Over 300 land protestors charged this year

Date of publication: 
30 December 2010

TOTAL of 306 villagers have been charged this year in connection with land disputes in 18 provinces, according to figures released by rights group Adhoc yesterday.

Ouch Leng, Adhoc’s land programme officer, said that of those charged, 128 were released on bail after periods in detention, while 51 remain in prison. He said the remaining 127 had fled their homes to escape the charges.

He claimed that in many of the disputes – which have pitted thousands of villagers against “companies and powerful people” who are the beneficiaries of government-granted economic land concessions – the judiciary often sided with the more dominant party.
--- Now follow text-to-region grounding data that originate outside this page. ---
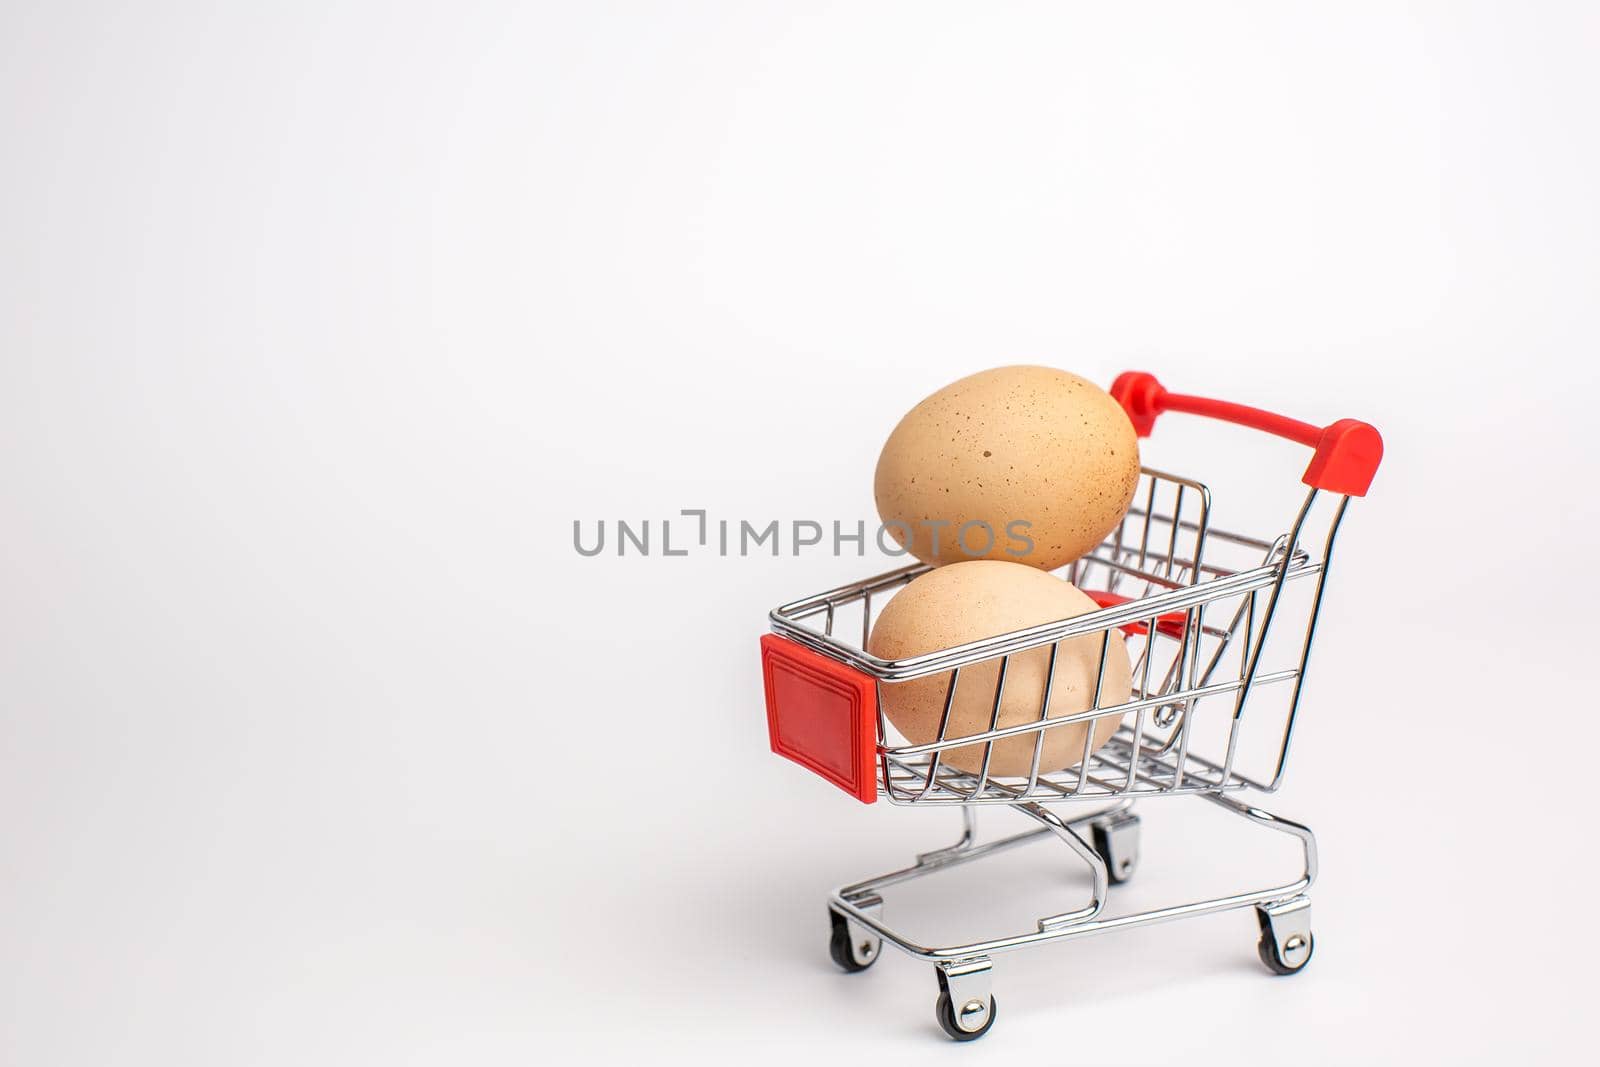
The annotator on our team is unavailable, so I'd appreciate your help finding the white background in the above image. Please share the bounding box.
[2,2,1596,1064]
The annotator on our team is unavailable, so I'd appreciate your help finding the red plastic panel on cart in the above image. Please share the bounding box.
[761,634,878,804]
[1082,589,1189,639]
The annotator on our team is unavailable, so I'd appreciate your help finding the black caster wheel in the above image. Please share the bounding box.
[1091,816,1139,885]
[1257,930,1314,975]
[935,991,997,1041]
[828,911,879,973]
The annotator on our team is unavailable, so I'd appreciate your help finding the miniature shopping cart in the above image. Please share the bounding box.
[760,371,1382,1040]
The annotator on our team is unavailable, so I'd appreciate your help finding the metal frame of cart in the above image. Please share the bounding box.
[759,371,1382,1040]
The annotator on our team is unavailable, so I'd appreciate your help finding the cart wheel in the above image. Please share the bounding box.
[1255,898,1314,975]
[1091,813,1141,885]
[828,910,879,973]
[936,991,998,1041]
[1257,930,1314,975]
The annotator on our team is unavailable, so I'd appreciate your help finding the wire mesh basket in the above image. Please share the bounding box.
[769,465,1347,806]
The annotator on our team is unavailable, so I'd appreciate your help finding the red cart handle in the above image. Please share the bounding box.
[1110,371,1383,497]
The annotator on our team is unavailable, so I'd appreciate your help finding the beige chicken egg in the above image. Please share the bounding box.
[875,366,1141,570]
[867,560,1132,777]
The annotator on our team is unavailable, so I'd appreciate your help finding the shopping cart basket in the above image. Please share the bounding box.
[760,371,1382,1040]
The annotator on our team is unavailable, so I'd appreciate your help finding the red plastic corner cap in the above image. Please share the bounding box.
[1110,371,1165,437]
[760,634,878,803]
[1304,418,1383,497]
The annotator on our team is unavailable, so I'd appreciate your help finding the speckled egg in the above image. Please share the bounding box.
[874,366,1141,569]
[867,561,1131,777]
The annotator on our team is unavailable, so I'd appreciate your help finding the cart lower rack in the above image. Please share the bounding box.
[760,372,1381,1040]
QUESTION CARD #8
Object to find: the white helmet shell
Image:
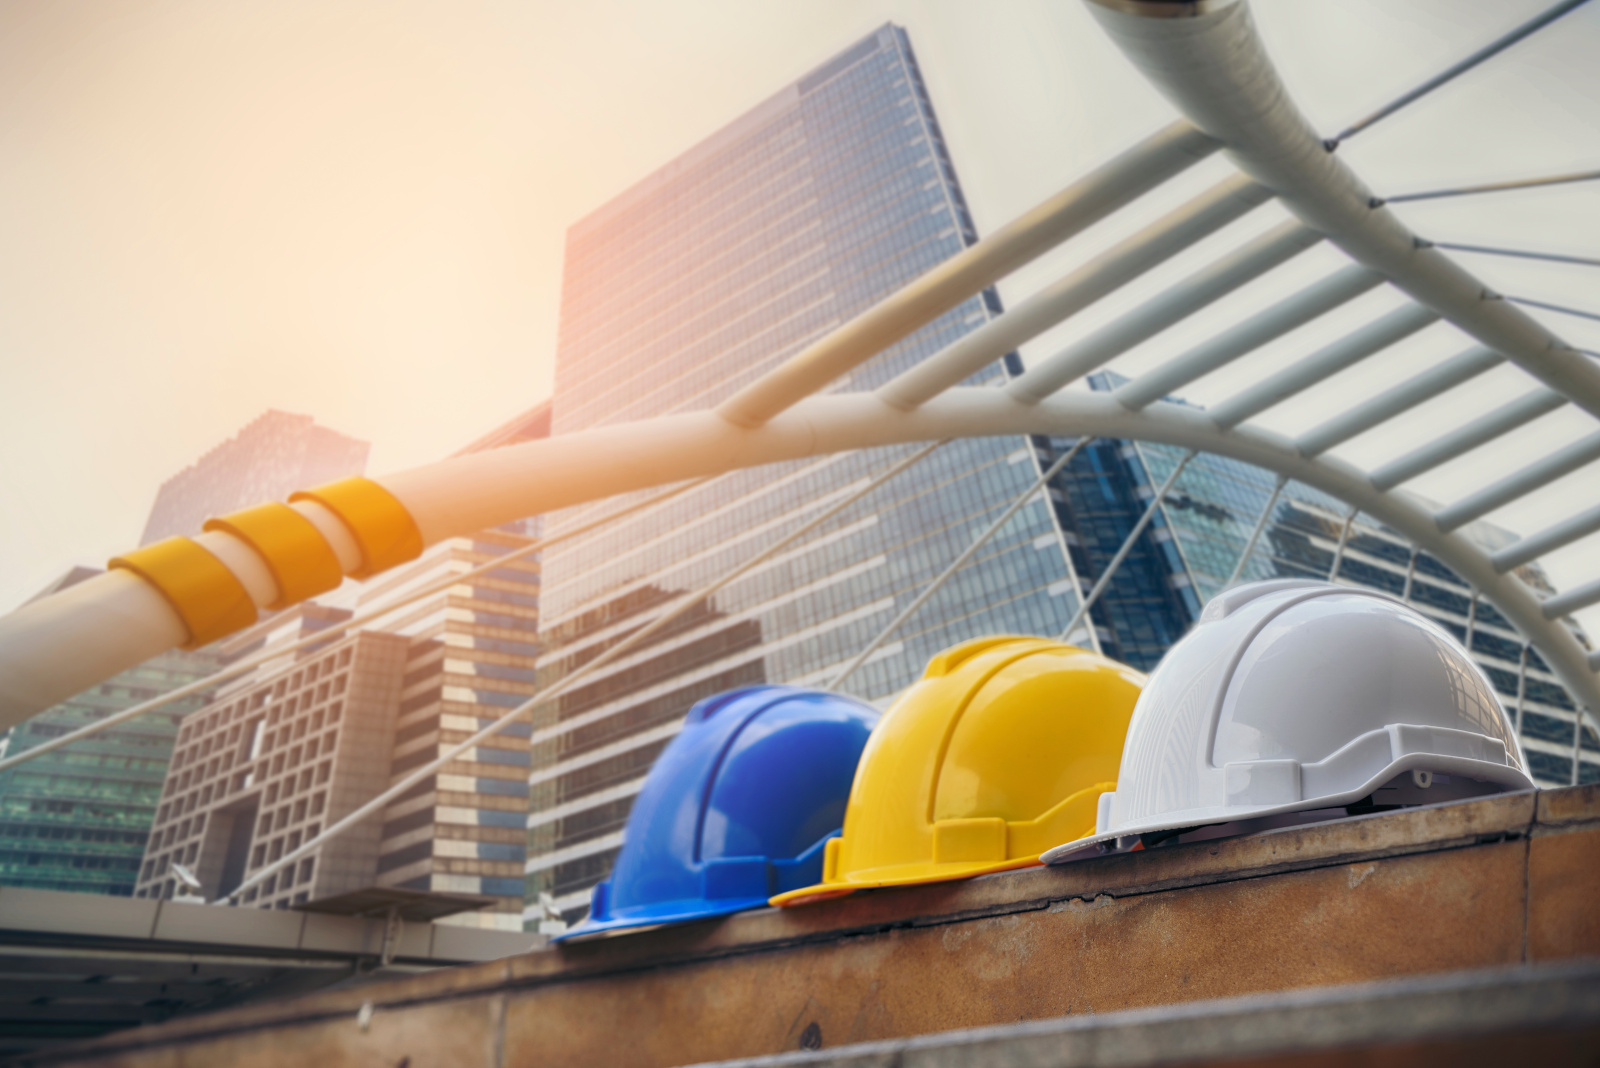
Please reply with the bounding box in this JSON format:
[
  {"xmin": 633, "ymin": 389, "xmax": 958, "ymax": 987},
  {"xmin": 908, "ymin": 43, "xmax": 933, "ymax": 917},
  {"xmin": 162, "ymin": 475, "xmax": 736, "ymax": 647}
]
[{"xmin": 1042, "ymin": 580, "xmax": 1533, "ymax": 863}]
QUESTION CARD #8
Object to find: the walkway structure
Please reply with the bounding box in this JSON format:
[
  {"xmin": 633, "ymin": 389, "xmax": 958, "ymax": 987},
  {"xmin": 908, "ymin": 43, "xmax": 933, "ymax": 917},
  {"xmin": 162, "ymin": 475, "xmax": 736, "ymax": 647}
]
[
  {"xmin": 0, "ymin": 884, "xmax": 537, "ymax": 1058},
  {"xmin": 0, "ymin": 0, "xmax": 1597, "ymax": 898}
]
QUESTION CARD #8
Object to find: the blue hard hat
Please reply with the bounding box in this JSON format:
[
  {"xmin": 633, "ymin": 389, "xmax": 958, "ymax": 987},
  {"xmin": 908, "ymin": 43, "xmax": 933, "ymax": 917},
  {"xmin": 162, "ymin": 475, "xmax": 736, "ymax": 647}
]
[{"xmin": 555, "ymin": 685, "xmax": 879, "ymax": 940}]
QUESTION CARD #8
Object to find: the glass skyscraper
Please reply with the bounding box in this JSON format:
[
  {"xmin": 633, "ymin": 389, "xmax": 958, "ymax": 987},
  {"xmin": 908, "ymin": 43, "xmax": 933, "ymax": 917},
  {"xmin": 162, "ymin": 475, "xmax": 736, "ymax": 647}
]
[
  {"xmin": 1036, "ymin": 372, "xmax": 1598, "ymax": 787},
  {"xmin": 528, "ymin": 25, "xmax": 1086, "ymax": 923}
]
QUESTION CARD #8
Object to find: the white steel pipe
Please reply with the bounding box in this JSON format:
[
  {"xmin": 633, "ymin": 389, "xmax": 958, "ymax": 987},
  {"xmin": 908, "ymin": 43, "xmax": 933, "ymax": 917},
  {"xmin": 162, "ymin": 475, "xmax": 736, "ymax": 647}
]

“The courts did not provide justice for villagers but arrested them when they received a complaint from a company,” he said.

“The courts have no willingness to provide justice to villagers – they are partial to the companies. The courts are a tool for companies to use to threaten villagers and force villagers to stop protesting.”

Ouch Leng said Adhoc had not collated statistics of how many companies or businessmen had been prosecuted following land disputes, but noted that the number was likely to be low.

“When villagers file a complaint to the court about a company or powerful people clearing their land, nobody takes action,” he said. Their powerless position had led some villagers to attempt to resolve the situation “in their own way”.

As a result, Ouch Leng said, villagers had been charged with criminal offences including destruction of property and violence against property owners.

He said police, military police and local authorities also often supported companies or powerful businessmen in land disputes against villagers.

The largest number of villagers charged in a land dispute case came from Takeo province, which saw 55 people charged, according to the Adhoc figures. There were eight people charged in Phnom Penh.

Ouch Leng said some 14,316 villagers involved in 62 different land dispute cases had participated in 168 separate protests over the course of the year.

Sam Prachea Manith, the Justice Ministry’s cabinet chief, dismissed claims that the judicial system favoured the rich and powerful or ignored the rights of villagers.

“The court takes action in all filed complaints,” he said. “They do not discriminate between poor or rich people.”

Chan Sarun, minister of Agriculture, said Wednesday that the government had granted private companies a total of 3.5 million hectares worth of land concessions this year.

Khieu Sopheak, spokesman for the Ministry of Interior, declined to comment on the Adhoc figures yesterday, saying he had not yet reviewed them.

According to figures cited in a report released by the rights group Licadho last week, nearly 300,000 Cambodians – roughly one out of every 50 citizens – have been victims of land-grabbing since 2004.

Yeng Virak, director of the Community Legal Education Center, said court monitoring projects had revealed that the judiciary was slow to respond to complaints from villagers and “always” moved more swiftly on behalf of rich or powerful complainants.

“I hope that the courts will improve their jobs and provide justice to villagers, otherwise villagers don’t know who they can depend on,” he said.